The woman who always eyed me with suspicion smiled and nodded her approval of the sounds of longing. The corner girl left in tears trailing a fragrance of perfume named Intolerance, I was told. The infant squealed in innocence and I knew his safe return was my mission. Accomplished. I am in a place I wanted to linger a while for the child and the puppy needed me as well. Later, I rendezvoused with a Cadillac and someone special.

 

When I was a young boy, 8 years old, my brothers and I would build a bonfire out near the slick rock and play far into the night. We built sheep camp villages and we populated them in found materials.
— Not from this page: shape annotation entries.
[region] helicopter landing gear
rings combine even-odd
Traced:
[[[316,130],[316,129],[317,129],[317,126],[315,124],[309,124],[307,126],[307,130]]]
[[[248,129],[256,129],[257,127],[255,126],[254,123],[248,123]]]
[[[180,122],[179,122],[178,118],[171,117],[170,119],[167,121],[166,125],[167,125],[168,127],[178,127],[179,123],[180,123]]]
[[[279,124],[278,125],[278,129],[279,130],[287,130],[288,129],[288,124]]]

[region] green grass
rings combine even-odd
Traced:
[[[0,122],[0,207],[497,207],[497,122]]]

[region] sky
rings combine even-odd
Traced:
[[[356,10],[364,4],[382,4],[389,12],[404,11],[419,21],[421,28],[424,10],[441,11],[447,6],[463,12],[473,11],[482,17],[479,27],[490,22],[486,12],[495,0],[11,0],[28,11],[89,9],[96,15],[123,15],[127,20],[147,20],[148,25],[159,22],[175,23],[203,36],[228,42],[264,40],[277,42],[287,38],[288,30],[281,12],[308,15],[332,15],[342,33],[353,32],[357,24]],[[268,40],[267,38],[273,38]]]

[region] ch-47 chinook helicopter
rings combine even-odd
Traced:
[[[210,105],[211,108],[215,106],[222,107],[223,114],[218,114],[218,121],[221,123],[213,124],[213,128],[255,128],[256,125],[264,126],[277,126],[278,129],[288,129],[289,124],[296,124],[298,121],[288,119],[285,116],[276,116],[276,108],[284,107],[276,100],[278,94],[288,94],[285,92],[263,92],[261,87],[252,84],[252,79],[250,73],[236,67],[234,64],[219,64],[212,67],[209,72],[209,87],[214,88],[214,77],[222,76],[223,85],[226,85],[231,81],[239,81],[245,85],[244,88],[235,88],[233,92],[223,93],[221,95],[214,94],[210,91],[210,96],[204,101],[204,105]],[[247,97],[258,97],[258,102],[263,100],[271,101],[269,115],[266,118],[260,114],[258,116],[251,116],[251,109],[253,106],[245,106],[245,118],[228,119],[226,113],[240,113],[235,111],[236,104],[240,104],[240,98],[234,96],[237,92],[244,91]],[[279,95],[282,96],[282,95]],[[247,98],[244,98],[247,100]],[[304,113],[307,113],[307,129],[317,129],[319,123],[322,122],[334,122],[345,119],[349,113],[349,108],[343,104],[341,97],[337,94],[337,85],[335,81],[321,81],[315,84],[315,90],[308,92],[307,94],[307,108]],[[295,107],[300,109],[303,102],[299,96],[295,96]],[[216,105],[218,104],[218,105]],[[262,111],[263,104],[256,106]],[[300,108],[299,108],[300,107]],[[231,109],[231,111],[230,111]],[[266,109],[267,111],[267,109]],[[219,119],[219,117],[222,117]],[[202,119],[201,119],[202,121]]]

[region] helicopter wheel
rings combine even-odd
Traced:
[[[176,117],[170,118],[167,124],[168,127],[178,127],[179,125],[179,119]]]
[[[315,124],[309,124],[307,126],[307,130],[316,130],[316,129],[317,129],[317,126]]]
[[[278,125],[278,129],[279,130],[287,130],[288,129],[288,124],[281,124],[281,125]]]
I made figures with strategically tied cloth and earth. Painted faces on them. They loved it.

One very dark night, my four brothers decided to go get some toys that were important. Five hundred yards to our hoghaan, I was left alone there on the edge of the sage field. Sometime into their absence, I felt a presence with me. It was not a frightful form of mystery.

I turned in the direction of my touch. There in the boughs of a young pinyon tree, a maiden stood suspended from the earth. From the bough’s cradle, she gazed deeply on my youth and innocence. Wrapped loosely in the Tonalea storm pattern rug, she faded back into the tree’s embrace. I knew I saw gifting that night. I felt knighted by the goddess we all know.

My brothers returned eventually, jubilant in their mission.

I never told them what happen that night, 55 years ago. It is only for the little boy I am saving still.